I use a Kalamazoo 1x42" belt sander, and I've done everything from keychain size knives to 24" machetes. Even Stanley knife utility blades... just because. The Kalamazoo is not the top of the line, but works just fine at the price point. Been using it for about 6 or 7 years. Good selection of belts for 1x42. I use abrasive belts, linen belts with CBN, and leather belts with compound.

I have a Work Sharp, not the Ken Onion model. I've used it for scissors and ceramic blades with diamond belts. Works fine, just not as good as the bigger 1x42, for my uses. As others have stated, if you follow the instructions and pay attention, it will do the job. Having said that, I have fixed a couple of blade tips for a buddy who didn't pay attention.

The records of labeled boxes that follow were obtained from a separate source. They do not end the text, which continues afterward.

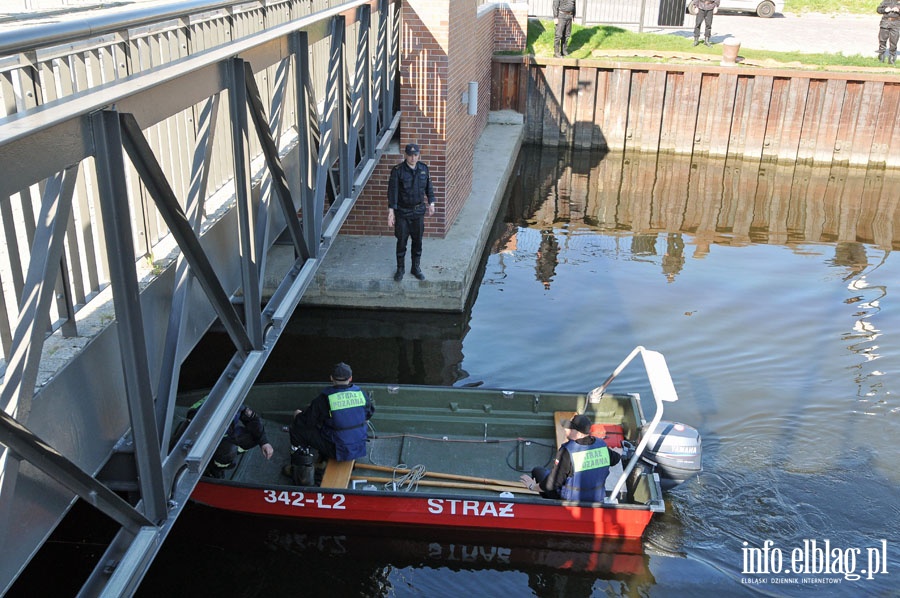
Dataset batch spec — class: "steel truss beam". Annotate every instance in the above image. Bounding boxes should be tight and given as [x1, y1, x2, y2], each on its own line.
[0, 0, 399, 596]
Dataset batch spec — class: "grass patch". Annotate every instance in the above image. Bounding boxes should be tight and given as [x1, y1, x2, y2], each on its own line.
[525, 19, 884, 70]
[784, 0, 881, 15]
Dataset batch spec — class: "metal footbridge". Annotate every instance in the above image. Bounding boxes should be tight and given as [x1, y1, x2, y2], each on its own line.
[0, 0, 399, 596]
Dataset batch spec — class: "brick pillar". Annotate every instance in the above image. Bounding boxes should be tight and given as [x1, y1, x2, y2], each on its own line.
[342, 0, 528, 237]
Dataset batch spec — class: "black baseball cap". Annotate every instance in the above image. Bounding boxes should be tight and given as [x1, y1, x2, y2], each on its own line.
[562, 413, 591, 434]
[331, 361, 353, 382]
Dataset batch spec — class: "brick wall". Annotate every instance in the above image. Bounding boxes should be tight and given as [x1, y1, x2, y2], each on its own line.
[341, 0, 528, 237]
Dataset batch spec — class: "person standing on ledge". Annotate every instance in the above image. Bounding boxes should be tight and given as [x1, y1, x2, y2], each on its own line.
[875, 0, 900, 64]
[388, 143, 434, 282]
[691, 0, 719, 46]
[553, 0, 575, 58]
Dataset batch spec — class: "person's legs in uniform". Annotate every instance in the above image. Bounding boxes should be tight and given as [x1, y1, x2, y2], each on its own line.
[408, 214, 425, 280]
[694, 10, 704, 46]
[703, 10, 713, 46]
[553, 17, 566, 58]
[878, 27, 891, 62]
[888, 24, 900, 64]
[394, 210, 409, 282]
[559, 15, 572, 56]
[281, 414, 335, 486]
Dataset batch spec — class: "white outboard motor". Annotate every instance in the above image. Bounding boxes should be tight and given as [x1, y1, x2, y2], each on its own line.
[641, 421, 703, 490]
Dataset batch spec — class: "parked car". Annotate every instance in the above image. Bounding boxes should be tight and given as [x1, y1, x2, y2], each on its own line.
[685, 0, 784, 18]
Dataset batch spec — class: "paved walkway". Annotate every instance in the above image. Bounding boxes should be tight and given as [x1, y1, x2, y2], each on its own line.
[645, 13, 881, 57]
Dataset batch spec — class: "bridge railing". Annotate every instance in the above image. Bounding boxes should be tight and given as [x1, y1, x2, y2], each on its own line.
[0, 0, 400, 596]
[0, 0, 358, 367]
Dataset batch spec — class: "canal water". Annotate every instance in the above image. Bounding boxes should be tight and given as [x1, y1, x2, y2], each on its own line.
[139, 148, 900, 597]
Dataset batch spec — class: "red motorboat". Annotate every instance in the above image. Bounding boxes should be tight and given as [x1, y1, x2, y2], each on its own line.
[182, 347, 701, 538]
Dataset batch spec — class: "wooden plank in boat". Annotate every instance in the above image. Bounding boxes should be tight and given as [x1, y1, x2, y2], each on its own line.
[319, 459, 356, 488]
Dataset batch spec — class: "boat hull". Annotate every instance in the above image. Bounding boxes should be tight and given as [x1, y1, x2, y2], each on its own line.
[191, 479, 653, 538]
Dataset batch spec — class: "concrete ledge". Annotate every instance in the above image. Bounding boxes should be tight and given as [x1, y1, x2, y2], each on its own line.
[296, 111, 525, 312]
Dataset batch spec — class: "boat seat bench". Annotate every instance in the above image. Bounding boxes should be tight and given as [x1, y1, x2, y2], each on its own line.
[319, 459, 356, 488]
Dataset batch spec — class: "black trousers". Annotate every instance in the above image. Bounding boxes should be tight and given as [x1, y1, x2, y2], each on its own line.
[288, 413, 336, 459]
[394, 209, 425, 265]
[694, 8, 713, 39]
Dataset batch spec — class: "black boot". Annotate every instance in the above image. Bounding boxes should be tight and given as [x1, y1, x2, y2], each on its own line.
[410, 257, 425, 280]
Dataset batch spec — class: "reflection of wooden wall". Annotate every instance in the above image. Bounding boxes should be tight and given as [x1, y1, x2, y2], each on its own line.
[491, 56, 900, 168]
[512, 148, 900, 250]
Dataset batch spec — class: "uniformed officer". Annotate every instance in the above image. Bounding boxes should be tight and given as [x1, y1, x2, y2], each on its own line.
[875, 0, 900, 64]
[388, 143, 434, 282]
[553, 0, 575, 58]
[691, 0, 720, 46]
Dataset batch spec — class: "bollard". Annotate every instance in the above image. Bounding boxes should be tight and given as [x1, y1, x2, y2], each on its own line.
[719, 37, 741, 66]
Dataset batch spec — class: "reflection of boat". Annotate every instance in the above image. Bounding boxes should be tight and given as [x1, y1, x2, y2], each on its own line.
[182, 347, 700, 538]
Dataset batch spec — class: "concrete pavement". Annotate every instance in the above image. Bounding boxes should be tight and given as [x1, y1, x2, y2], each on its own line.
[644, 13, 881, 57]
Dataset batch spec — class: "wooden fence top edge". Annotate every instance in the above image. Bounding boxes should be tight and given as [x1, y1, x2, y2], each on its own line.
[493, 54, 900, 83]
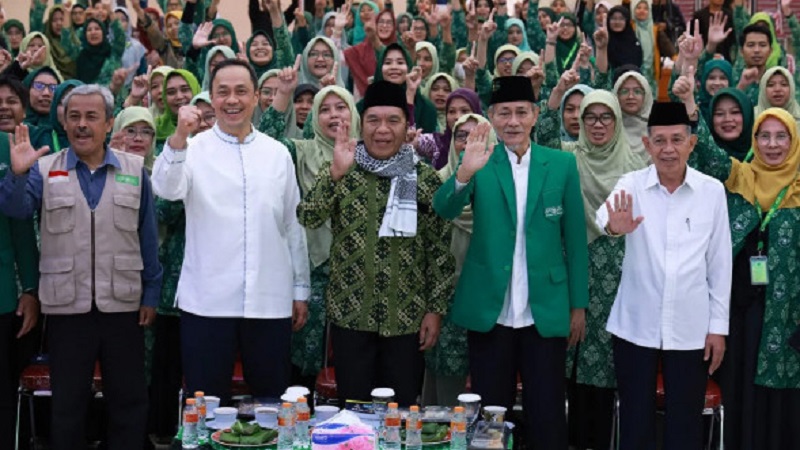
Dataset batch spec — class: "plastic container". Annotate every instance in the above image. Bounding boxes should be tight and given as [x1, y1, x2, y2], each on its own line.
[450, 406, 467, 450]
[181, 398, 199, 449]
[278, 402, 294, 450]
[406, 405, 422, 450]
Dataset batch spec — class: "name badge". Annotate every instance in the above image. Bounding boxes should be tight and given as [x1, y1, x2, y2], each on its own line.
[750, 256, 769, 286]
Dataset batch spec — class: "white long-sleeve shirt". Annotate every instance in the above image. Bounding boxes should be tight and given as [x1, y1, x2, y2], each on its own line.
[152, 126, 310, 319]
[597, 165, 733, 350]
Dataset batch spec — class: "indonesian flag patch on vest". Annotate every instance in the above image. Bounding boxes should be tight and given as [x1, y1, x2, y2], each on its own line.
[47, 170, 69, 184]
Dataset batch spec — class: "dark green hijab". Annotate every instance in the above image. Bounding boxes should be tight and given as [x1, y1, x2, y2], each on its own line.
[75, 19, 111, 84]
[22, 66, 61, 132]
[245, 30, 276, 78]
[554, 13, 581, 74]
[211, 19, 241, 53]
[49, 80, 83, 152]
[697, 59, 733, 123]
[708, 88, 755, 161]
[356, 42, 438, 133]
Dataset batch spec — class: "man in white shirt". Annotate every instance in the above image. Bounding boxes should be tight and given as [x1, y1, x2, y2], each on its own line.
[597, 103, 732, 450]
[153, 60, 310, 402]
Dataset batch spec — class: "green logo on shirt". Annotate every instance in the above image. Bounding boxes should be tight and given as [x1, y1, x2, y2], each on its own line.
[114, 174, 139, 186]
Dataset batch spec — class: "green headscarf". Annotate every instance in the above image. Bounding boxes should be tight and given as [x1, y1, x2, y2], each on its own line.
[203, 45, 236, 91]
[293, 86, 361, 270]
[112, 106, 156, 173]
[556, 13, 580, 74]
[22, 66, 61, 132]
[50, 80, 83, 152]
[707, 88, 755, 161]
[76, 19, 111, 84]
[298, 36, 344, 88]
[747, 12, 780, 69]
[155, 69, 200, 142]
[44, 5, 77, 79]
[19, 31, 64, 82]
[211, 19, 241, 54]
[422, 72, 459, 130]
[570, 89, 647, 244]
[245, 30, 275, 77]
[353, 0, 380, 45]
[697, 59, 733, 123]
[755, 66, 800, 121]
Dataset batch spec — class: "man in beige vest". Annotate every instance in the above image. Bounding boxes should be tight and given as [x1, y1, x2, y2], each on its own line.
[0, 85, 161, 450]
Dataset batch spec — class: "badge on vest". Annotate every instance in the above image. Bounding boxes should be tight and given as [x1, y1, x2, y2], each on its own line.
[47, 170, 69, 184]
[544, 205, 564, 217]
[114, 173, 139, 186]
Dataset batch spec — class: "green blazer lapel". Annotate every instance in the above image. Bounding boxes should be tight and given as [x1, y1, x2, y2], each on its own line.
[525, 144, 549, 226]
[492, 142, 517, 224]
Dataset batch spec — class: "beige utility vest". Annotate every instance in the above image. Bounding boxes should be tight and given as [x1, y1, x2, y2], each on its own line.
[39, 150, 144, 314]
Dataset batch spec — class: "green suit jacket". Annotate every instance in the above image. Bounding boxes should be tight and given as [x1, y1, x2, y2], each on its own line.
[433, 143, 589, 337]
[0, 132, 39, 314]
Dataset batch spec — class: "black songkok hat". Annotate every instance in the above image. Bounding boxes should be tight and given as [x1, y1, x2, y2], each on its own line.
[647, 102, 692, 127]
[489, 76, 536, 105]
[362, 80, 408, 120]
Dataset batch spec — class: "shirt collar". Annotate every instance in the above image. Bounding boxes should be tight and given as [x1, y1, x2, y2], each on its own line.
[212, 123, 256, 145]
[66, 146, 122, 170]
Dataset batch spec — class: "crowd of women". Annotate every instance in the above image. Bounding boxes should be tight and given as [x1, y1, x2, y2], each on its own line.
[0, 0, 800, 449]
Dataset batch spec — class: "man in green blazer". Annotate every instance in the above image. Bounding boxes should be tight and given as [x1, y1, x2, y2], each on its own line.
[433, 77, 589, 450]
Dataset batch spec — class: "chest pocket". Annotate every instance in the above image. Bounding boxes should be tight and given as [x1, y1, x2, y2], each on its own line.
[44, 197, 75, 234]
[542, 190, 564, 222]
[114, 194, 140, 231]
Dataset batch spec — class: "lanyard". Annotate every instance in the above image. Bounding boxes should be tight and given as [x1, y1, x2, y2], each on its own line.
[755, 184, 791, 255]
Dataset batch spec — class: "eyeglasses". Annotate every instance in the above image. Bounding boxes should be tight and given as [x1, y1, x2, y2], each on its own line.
[756, 133, 789, 145]
[31, 81, 58, 94]
[308, 51, 333, 60]
[455, 130, 469, 142]
[650, 136, 688, 150]
[125, 127, 156, 139]
[619, 88, 644, 97]
[583, 113, 614, 126]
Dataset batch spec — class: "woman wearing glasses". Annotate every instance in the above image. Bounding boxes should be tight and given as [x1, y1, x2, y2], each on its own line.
[541, 85, 647, 448]
[676, 65, 800, 450]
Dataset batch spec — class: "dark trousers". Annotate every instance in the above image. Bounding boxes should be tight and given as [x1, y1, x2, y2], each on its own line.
[150, 315, 182, 437]
[331, 325, 425, 407]
[180, 311, 292, 405]
[614, 337, 708, 450]
[468, 325, 567, 450]
[47, 308, 147, 450]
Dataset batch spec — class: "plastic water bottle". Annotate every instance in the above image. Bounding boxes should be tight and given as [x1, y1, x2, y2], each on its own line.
[294, 397, 311, 449]
[194, 391, 208, 441]
[383, 402, 400, 450]
[181, 398, 198, 449]
[406, 405, 422, 450]
[450, 406, 467, 450]
[278, 402, 294, 450]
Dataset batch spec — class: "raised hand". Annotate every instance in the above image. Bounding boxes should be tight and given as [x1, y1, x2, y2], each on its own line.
[672, 66, 695, 103]
[8, 125, 50, 175]
[331, 123, 356, 181]
[708, 11, 733, 47]
[606, 190, 644, 234]
[456, 122, 494, 183]
[192, 22, 217, 49]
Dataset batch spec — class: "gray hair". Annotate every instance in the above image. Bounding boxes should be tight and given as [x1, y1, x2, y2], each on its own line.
[64, 84, 114, 120]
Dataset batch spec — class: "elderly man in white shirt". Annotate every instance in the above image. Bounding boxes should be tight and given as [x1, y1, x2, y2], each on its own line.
[597, 103, 732, 450]
[153, 60, 310, 403]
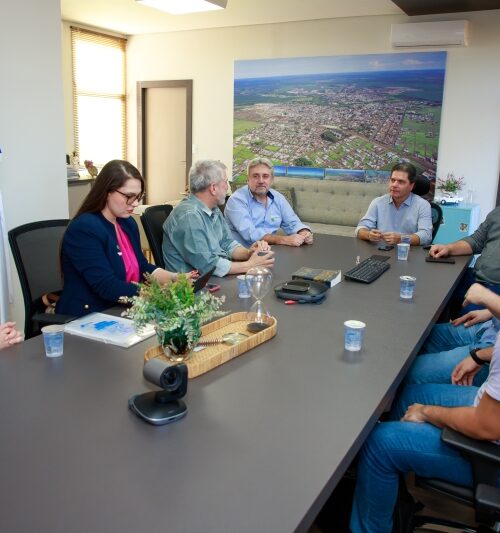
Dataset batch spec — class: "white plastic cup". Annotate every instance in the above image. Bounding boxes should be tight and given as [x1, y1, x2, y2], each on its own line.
[344, 320, 366, 352]
[42, 324, 64, 357]
[399, 276, 417, 300]
[398, 242, 410, 261]
[236, 274, 252, 298]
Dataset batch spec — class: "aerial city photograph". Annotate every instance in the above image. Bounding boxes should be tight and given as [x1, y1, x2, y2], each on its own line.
[233, 52, 446, 181]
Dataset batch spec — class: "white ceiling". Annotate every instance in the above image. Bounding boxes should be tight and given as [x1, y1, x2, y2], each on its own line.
[61, 0, 403, 35]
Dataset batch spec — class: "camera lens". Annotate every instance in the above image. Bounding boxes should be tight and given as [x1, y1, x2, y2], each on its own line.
[161, 367, 181, 391]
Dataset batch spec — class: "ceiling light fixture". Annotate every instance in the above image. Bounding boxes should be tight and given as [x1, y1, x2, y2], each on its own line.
[136, 0, 227, 15]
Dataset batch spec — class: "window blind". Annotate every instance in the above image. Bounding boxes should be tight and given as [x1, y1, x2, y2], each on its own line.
[71, 26, 127, 165]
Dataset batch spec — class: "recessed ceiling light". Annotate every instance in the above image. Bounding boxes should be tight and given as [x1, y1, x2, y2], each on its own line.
[136, 0, 227, 15]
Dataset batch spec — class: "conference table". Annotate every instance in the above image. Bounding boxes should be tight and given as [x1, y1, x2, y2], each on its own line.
[0, 235, 470, 533]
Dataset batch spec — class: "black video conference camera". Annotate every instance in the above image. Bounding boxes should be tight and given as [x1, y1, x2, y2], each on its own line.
[128, 358, 188, 426]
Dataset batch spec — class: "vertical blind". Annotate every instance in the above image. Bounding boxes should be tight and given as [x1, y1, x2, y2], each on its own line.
[71, 26, 127, 165]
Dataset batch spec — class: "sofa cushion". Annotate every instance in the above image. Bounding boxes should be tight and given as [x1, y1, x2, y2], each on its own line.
[275, 178, 387, 227]
[273, 187, 295, 210]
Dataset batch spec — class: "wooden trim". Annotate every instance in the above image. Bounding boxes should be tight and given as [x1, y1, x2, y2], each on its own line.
[137, 80, 193, 196]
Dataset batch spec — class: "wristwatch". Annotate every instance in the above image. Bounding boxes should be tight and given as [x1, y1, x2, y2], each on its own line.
[469, 348, 486, 365]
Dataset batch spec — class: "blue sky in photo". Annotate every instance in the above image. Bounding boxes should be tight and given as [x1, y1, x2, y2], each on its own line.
[234, 52, 446, 79]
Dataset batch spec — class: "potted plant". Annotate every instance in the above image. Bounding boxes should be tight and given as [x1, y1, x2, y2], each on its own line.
[126, 274, 225, 362]
[435, 173, 464, 205]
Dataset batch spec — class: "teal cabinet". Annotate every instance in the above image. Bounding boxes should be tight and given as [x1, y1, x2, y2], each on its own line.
[433, 204, 480, 244]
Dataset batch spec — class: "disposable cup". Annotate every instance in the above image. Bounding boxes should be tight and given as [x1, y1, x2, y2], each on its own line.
[42, 325, 64, 357]
[236, 274, 251, 298]
[399, 276, 417, 300]
[398, 242, 410, 261]
[344, 320, 366, 352]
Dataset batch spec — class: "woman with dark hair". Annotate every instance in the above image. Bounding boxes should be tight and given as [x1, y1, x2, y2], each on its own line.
[56, 160, 182, 316]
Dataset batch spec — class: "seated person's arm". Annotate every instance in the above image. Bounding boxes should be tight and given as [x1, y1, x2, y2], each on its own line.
[355, 200, 382, 242]
[63, 219, 147, 302]
[0, 322, 23, 350]
[228, 242, 274, 274]
[429, 241, 473, 257]
[403, 389, 500, 440]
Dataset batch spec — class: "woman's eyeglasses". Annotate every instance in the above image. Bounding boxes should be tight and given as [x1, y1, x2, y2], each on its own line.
[114, 190, 145, 205]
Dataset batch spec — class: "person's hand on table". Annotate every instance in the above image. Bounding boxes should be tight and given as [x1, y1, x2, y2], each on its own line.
[298, 228, 314, 244]
[451, 309, 493, 328]
[401, 403, 427, 423]
[250, 241, 271, 253]
[0, 322, 24, 350]
[368, 229, 382, 242]
[429, 244, 450, 257]
[382, 231, 401, 245]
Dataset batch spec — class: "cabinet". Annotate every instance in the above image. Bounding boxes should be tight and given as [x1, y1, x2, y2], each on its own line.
[433, 204, 480, 244]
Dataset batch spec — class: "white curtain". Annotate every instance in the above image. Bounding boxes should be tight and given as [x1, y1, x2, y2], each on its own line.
[0, 191, 13, 324]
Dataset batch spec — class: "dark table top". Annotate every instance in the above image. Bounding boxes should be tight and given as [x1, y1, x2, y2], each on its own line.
[0, 235, 468, 533]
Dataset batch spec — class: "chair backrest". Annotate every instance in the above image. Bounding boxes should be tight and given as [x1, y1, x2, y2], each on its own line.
[429, 202, 443, 240]
[9, 219, 69, 339]
[141, 204, 173, 268]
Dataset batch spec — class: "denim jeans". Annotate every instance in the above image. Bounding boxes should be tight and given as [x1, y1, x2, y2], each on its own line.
[350, 384, 478, 533]
[405, 320, 494, 387]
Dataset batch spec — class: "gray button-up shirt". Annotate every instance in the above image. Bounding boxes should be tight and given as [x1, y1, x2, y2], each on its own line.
[162, 195, 241, 277]
[356, 193, 432, 245]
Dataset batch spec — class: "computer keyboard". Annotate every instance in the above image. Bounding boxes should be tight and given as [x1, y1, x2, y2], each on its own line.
[344, 257, 391, 283]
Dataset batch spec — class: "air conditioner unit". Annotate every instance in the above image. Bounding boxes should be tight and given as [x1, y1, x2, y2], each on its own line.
[391, 20, 469, 48]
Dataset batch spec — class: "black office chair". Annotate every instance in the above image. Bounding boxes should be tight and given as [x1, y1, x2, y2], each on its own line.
[8, 219, 74, 339]
[398, 428, 500, 532]
[413, 176, 443, 240]
[141, 204, 173, 268]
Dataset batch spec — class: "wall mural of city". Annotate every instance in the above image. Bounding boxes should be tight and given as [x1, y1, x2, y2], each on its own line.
[233, 52, 446, 181]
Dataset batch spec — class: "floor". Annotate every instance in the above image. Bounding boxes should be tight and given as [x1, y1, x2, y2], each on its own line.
[308, 477, 475, 533]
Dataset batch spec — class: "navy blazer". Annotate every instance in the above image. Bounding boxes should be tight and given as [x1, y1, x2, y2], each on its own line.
[56, 213, 157, 316]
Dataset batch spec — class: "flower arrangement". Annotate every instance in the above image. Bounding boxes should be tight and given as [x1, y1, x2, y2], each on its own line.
[437, 173, 464, 194]
[125, 274, 225, 361]
[83, 159, 97, 178]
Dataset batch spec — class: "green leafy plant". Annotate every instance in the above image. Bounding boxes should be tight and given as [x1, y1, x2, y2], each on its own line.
[436, 173, 464, 194]
[126, 274, 225, 353]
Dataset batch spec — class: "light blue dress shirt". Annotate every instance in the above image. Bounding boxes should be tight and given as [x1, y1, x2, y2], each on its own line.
[356, 193, 432, 246]
[162, 195, 240, 277]
[224, 185, 309, 246]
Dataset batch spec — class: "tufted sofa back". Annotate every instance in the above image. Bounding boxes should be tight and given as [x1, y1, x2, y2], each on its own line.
[274, 177, 387, 227]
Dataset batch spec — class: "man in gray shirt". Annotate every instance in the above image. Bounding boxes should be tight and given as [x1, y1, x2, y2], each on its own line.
[429, 207, 500, 313]
[356, 163, 432, 246]
[162, 159, 274, 277]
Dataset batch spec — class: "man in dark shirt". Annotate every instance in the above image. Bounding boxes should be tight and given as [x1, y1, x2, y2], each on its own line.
[429, 207, 500, 313]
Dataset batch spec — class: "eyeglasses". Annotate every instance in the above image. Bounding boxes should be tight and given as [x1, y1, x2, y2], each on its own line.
[112, 189, 145, 205]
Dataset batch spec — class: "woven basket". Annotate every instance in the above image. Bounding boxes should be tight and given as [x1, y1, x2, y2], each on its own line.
[144, 312, 277, 378]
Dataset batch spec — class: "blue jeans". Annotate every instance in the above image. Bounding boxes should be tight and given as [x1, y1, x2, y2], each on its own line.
[405, 321, 494, 387]
[350, 384, 478, 533]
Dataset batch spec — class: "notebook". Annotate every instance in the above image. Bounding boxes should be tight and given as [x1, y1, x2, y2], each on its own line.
[65, 313, 155, 348]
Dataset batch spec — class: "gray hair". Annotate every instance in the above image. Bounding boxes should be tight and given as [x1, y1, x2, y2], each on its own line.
[189, 159, 227, 194]
[247, 157, 274, 176]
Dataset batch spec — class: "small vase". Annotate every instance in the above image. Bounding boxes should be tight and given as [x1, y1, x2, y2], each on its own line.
[156, 328, 194, 363]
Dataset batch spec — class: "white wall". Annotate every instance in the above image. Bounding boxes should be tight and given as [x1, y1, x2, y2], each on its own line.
[0, 0, 68, 328]
[127, 10, 500, 218]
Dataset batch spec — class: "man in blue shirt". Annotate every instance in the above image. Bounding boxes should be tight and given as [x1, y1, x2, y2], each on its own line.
[162, 160, 274, 277]
[224, 157, 313, 246]
[356, 163, 432, 246]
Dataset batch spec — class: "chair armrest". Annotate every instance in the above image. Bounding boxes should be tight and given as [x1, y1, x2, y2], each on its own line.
[441, 428, 500, 487]
[31, 313, 77, 326]
[476, 483, 500, 513]
[441, 428, 500, 465]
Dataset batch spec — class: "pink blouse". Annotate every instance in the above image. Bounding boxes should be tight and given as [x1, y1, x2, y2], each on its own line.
[115, 224, 140, 283]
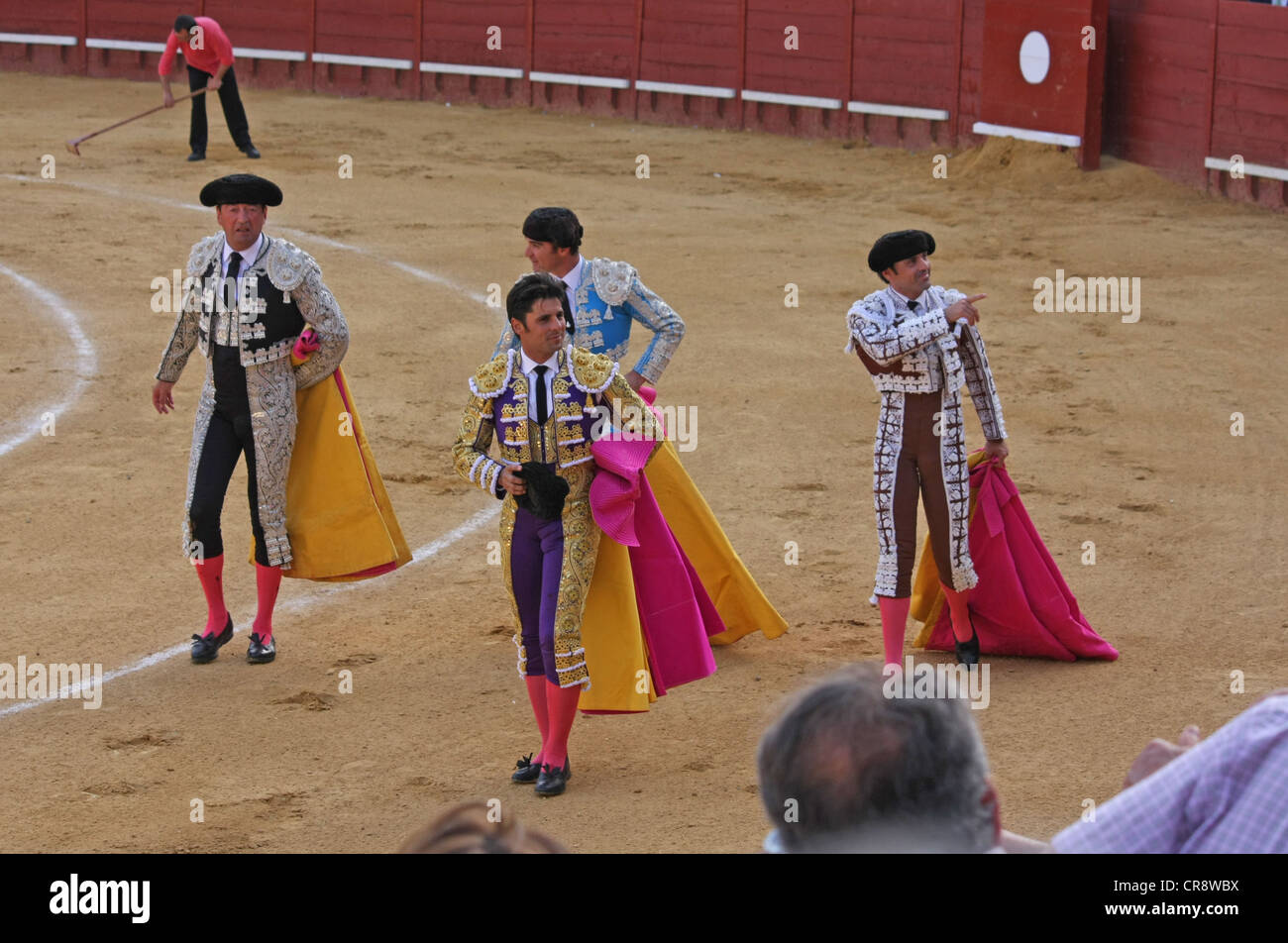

You are NOT going to ruin the temper on a blade unless you're not using you head. If you go slow enough across any belt that you blue the steel, you're not doing it right. You're certainly not going to change crystal structures or lower blade hardness, by using a power system correctly. That's just plain BS.
 
I hate being one of "those guys," but run a search narrowed to the Maintenance & Tinkering section. There's lots of good info on the system spread out over several threads--stuff that's important but not in the user's guide.

I like mine and haven't destroyed any knives with it. If I had it to do over, I *might* just pony up for a KME though....then again if I had a KME, I'd probably want a WSKO anyway--LOL!